Nachdem ein italienischer Blogger das Tal in einem Facebook-Video als „Malediven Mailands“ anpries, kamen die Massen. Das Video wurde mehr als 3,5 Millionen Mal geklickt, und bei gutem Wetter liegen die Urlauber Handtuch an Handtuch am Ufer des Flusses.
Die kleine und enge Talschaft quillt bei schönem Wetter am Wochenende über – wild geparkte Fahrzeuge und Abfallberge sind die Folge. Einheimische machten ihrem Ärger Luft, zumal die vielen Tagesgäste praktisch keinen Mehrwert generieren.
Die meisten bringen ihr Picknick mit. Inzwischen wurden etliche Ordnungshüter eingestellt. Zudem wurden zusätzliche Schilder mit Verkehrsanweisungen installiert.
Die Liste der völlig überlaufenen Orte, die dank Instagram berühmt wurden, lässt sich fast endlos fortsetzen. Warum hat Instagram so einen Einfluss auf Reiseentscheidungen?
Ein (Reise-)Leben für die Likes
Eine Umfrage im vergangenen Jahr hat gezeigt, dass 34 Prozent der jungen Deutschen (18 bis 34 Jahre) nur verreisen, um Fotos davon in sozialen Netzwerken zu teilen. Die Instagram-Tauglichkeit der Reiseziele spielt für viele eine große Rolle. Sie reisen an Orte, die besonders „instagramable“ sind, also auf Fotos gut wirken und die Follower neidisch machen.

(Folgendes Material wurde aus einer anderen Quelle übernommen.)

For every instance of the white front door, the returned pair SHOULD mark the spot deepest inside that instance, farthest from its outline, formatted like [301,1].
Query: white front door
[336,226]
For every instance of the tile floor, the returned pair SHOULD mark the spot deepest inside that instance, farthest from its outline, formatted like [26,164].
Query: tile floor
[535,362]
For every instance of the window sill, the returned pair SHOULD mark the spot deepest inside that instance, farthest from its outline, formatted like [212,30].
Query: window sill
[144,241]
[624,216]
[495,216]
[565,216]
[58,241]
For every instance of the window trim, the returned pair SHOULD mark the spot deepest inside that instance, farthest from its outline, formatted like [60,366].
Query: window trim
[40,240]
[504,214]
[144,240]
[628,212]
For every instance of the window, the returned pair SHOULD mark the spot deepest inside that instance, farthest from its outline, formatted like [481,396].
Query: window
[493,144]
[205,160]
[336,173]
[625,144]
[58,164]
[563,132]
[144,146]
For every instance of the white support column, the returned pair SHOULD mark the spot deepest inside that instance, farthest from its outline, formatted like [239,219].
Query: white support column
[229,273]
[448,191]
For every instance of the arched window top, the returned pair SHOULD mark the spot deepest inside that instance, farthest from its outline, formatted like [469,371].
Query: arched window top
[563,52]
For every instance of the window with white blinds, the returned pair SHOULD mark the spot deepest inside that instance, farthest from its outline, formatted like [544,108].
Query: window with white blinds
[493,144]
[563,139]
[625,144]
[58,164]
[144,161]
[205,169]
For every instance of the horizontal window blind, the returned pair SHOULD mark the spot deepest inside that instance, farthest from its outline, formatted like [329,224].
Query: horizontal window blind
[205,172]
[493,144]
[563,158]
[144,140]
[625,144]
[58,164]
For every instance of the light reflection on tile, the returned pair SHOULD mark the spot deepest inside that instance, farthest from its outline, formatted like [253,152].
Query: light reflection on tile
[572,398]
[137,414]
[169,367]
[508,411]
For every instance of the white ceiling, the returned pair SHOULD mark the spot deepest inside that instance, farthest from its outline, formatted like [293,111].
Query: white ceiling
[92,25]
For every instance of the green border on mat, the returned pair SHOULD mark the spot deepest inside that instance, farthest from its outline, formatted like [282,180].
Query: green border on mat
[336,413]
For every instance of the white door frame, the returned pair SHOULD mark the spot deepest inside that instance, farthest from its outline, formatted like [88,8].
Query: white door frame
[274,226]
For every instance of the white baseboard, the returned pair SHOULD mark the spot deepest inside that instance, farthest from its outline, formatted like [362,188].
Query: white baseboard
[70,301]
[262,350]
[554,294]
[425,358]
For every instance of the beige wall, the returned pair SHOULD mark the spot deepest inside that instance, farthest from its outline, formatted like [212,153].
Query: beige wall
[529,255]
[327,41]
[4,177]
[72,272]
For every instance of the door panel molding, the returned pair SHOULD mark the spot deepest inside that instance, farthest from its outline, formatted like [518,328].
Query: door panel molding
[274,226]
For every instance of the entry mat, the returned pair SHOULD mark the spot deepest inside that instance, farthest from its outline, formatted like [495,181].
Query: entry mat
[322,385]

Und die Macht der sozialen Medien wird sogar noch potenziert: Regelmäßig küren Portale die beliebtesten Strände, Städte oder Restaurants auf Instagram.
Geotagging aus: Posten, ohne zu schaden
Gibt’s eine Lösung? Um besondere Orte zu schützen, greifen manche zu außergewöhnlichen Maßnahmen. So berichtet die „New York Times“, dass einige Fremdenverkehrsämter ihre Besucher dazu aufrufen, das Geotagging auf Instagram beim Posten der Bilder zu deaktivieren.
So sollen beispielsweise Urlauber, die den Delta Lake besuchen, Fotos ohne Geotag posten. Das dafür zuständige Jackson Hole Travel and Tourism Board gab an, dass mittlerweile mehr als 100 Touristen pro Tag die 14 Kilometer lange Wanderung zum See auf sich nehmen. Früher waren es gerade mal ein oder zwei am Tag.
Hashtag #nogeotag
Auch in einigen Gebieten in Südafrika weisen Schilder an Zäunen beliebter Safarirouten darauf hin, beim Posten von Nashornfotos keinen Geotag zu verwenden: Die Instagrammer verraten Wilderern dadurch nämlich, wo sich die Tiere aufhalten.
Aus diesen Bewegungen ist mittlerweile sogar ein eigener Hashtag entstanden: Unter #nogeotag wurden bisher immerhin mehr als 1.000 Posts hochgeladen.
Und mal ehrlich – in welchem Moment schlägt dein Herz schneller: Wenn du spontan einen wunderschönen Ort entdeckst – oder wenn du mit Dutzenden anderer Urlauber Schlange stehst für einen gehetzten Schnappschuss? Eben.